■头颈部鳞状细胞癌(HNSCC)是全球第七大高度流行的癌症类型。HNSCC的早期检测是管理癌症患者治疗的重要挑战之一。用于检测HNSCC的现有技术是昂贵的,贵,和侵入性的性质。
■在这项研究中,我们旨在通过使用机器学习和深度学习技术开发分类模型来解决这个问题,专注于单细胞转录组学,以区分HNSCC和正常样品。此外,我们建立了模型,将HNSCC样本分为HPV阳性(HPV+)和HPV阴性(HPV-)两类.在这项研究中,我们使用了GSE181919数据集,我们提取了20个原发癌(HNSCC)样本,和9个正常组织样本。原发癌样品含有13个HPV-和7个HPV+样品。在这项研究中开发的模型已经在80%的数据集上进行了训练,并在剩余的20%上进行了验证。为了开发一个有效的模型,我们使用mRMR方法进行特征选择,从大量基因中筛选出少量基因.我们还对100个入围基因进行了基因本体论(GO)富集分析。
■在100个基因上训练的基于人工神经网络的模型优于其他分类器,对于验证集的HNSCC分类,其AUROC为0.91。对于验证集上的HPV+和HPV-患者的分类,相同的算法实现了0.83的AUROC。在GO富集分析中,发现大多数基因参与结合和催化活性。
■已在Python中开发了一个软件包,该软件包允许用户识别患者的HNSCC及其HPV状态。它可以在https://web上获得。iitd.edu.in/raghava/hnscpred/.
UNASSIGNED: Head and Neck Squamous Cell Carcinoma (HNSCC) is the seventh most highly prevalent cancer type worldwide. Early detection of HNSCC is one of the important challenges in managing the treatment of the cancer patients.
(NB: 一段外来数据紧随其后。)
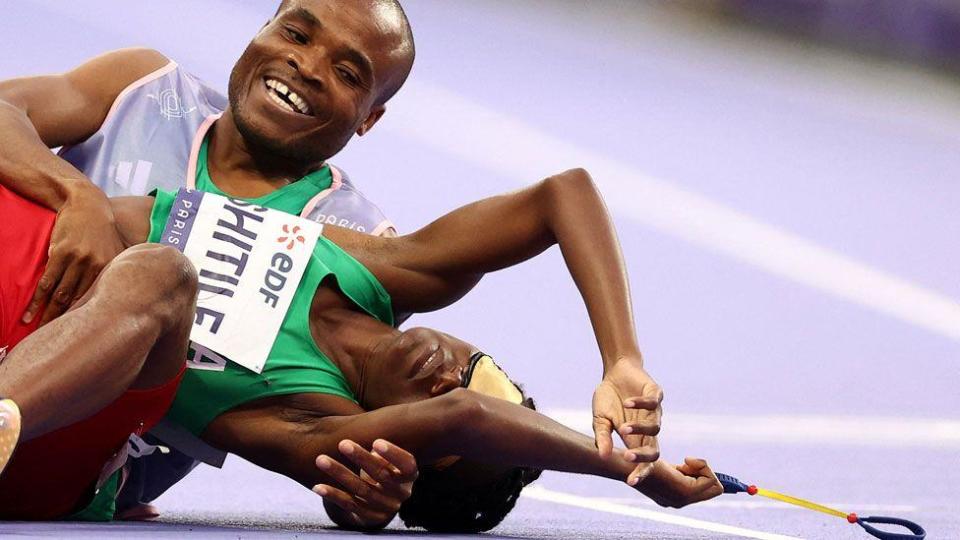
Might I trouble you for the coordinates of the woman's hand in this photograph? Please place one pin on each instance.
(676, 486)
(628, 401)
(371, 498)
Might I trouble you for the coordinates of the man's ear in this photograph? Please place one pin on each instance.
(375, 114)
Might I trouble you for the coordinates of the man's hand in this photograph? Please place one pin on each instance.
(83, 241)
(680, 485)
(370, 499)
(628, 401)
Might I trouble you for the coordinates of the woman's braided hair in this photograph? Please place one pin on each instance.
(439, 504)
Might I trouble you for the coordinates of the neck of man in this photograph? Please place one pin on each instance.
(240, 170)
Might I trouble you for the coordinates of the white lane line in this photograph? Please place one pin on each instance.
(599, 505)
(751, 503)
(865, 431)
(441, 119)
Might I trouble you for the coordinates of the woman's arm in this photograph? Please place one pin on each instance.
(438, 264)
(462, 423)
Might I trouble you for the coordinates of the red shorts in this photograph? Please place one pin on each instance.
(55, 474)
(25, 238)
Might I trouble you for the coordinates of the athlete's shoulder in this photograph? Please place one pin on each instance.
(123, 66)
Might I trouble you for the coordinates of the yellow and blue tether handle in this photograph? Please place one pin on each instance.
(732, 485)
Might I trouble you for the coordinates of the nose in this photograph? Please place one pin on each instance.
(446, 382)
(449, 378)
(308, 67)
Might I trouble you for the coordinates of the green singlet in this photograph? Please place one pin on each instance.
(295, 364)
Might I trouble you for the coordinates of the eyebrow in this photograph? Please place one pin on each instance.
(352, 54)
(306, 15)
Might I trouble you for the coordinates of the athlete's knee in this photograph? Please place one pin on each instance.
(165, 280)
(165, 266)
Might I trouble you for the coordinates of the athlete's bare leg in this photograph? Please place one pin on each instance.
(129, 331)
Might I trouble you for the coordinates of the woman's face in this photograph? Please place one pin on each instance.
(414, 365)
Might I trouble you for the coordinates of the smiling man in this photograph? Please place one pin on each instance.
(133, 120)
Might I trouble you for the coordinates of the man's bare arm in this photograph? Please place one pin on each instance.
(438, 264)
(38, 113)
(42, 112)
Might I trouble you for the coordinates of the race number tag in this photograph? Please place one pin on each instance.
(249, 260)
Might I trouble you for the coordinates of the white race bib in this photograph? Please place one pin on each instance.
(249, 260)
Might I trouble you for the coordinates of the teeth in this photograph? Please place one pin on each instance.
(279, 101)
(282, 89)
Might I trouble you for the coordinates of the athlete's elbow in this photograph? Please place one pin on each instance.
(463, 411)
(574, 184)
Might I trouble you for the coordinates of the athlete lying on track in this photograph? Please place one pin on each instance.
(284, 423)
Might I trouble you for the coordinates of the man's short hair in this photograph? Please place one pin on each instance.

Existing techniques for detecting HNSCC are costly, expensive, and invasive in nature.
UNASSIGNED: In this study, we aimed to address this issue by developing classification models using machine learning and deep learning techniques, focusing on single-cell transcriptomics to distinguish between HNSCC and normal samples. Furthermore, we built models to classify HNSCC samples into HPV-positive (HPV+) and HPV-negative (HPV-) categories. In this study, we have used GSE181919 dataset, we have extracted 20 primary cancer (HNSCC) samples, and 9 normal tissues samples. The primary cancer samples contained 13 HPV- and 7 HPV+ samples. The models developed in this study have been trained on 80% of the dataset and validated on the remaining 20%. To develop an efficient model, we performed feature selection using mRMR method to shortlist a small number of genes from a plethora of genes. We also performed Gene Ontology (GO) enrichment analysis on the 100 shortlisted genes.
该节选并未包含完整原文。